Горбачёвская перестройка пришла в общество, которое для неё не созрело, а "перезрело". Поскольку официальная идеология умерла, сопротивление горбачёвским реформам было минимальным. Но и поддержка их была минимальной. В значительной мере идеология Горбачёва была завершающим аккордом шестидесятничества. Горбачёв - шестидесятник и по возрасту и по основным контурам своей идеологии (во всяком случае, эпохи ранней перестройки) - возвращение к "истинному ленинизму", пробуждение общества , движение к "истинному социализму". И если бы он каким-то стечением обстоятельств пришёл к власти и стал осуществлять свою программу в 60-е годы, когда к власти ненадолго пришёл его студенческий друг Млынарж, он имел бы колоссальную опору. Люди типа Буртина были бы солдатами и офицерами его армии. Его фразы вроде "Больше социализма" воспринимались бы серьёзно и с энтузиазмом. Но он пришёл слишком поздно. Горбачёву пришлось несколько лет убеждать общество - ничего страшного не будет, поднимайтесь. Но когда общество всё же поднялось, убедившись, что наказания не последует, стало ясно, что хотя оно готово воспринять любую критику строя, слова о Ленине и социализме им уже не воспринимались. Вокруг Горбачёва сплачивались всё равно прежде всего "шестидесятники", но постаревшие и совершившие за 70-е гг., когда они должны были как-то выживать, столько всякого рода пакостей, что на серьёзную и идеалистическую работу уже были не способны. Молодёжь же при словах "больше социализма" могла только ухмыляться. Слабую горбачёвскую "шестидесятническую" идеологию смели две идеологии, фактически доминировавшие уже в 70-е годы - идеология "простого" западничества, представшая в форме идеологии Дем России, и идеология русского "патриотизма", воплотившаяся в КПРФ и "народно-патриотических силах".
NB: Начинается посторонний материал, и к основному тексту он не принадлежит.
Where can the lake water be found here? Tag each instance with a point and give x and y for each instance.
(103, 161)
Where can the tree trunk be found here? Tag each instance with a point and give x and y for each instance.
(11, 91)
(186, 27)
Горбачёвская шестидесятническая "перестроечная" идеология сыграла колоссальную роль, ибо не видно, какая другая идеология могла бы совершить прорыв, вывести общество из застоя и маразма. Революция "снизу" в наших условиях была невероятна, а начать движение сверху было невозможно ни на основе "тотального западничества", ни на основе "славянофильства". Только наивный "шестидесятнический" оптимизм, вера в то, что всё можно исправить, если правильно прочесть Ленина и пробудить массы, мог быть стимулом для Горбачёва и его соратников. Но стать массовой и вызвать народный энтузиазм эта идеология уже не могла. Ей суждено было вспыхнуть на короткое время, поджечь общество и умереть.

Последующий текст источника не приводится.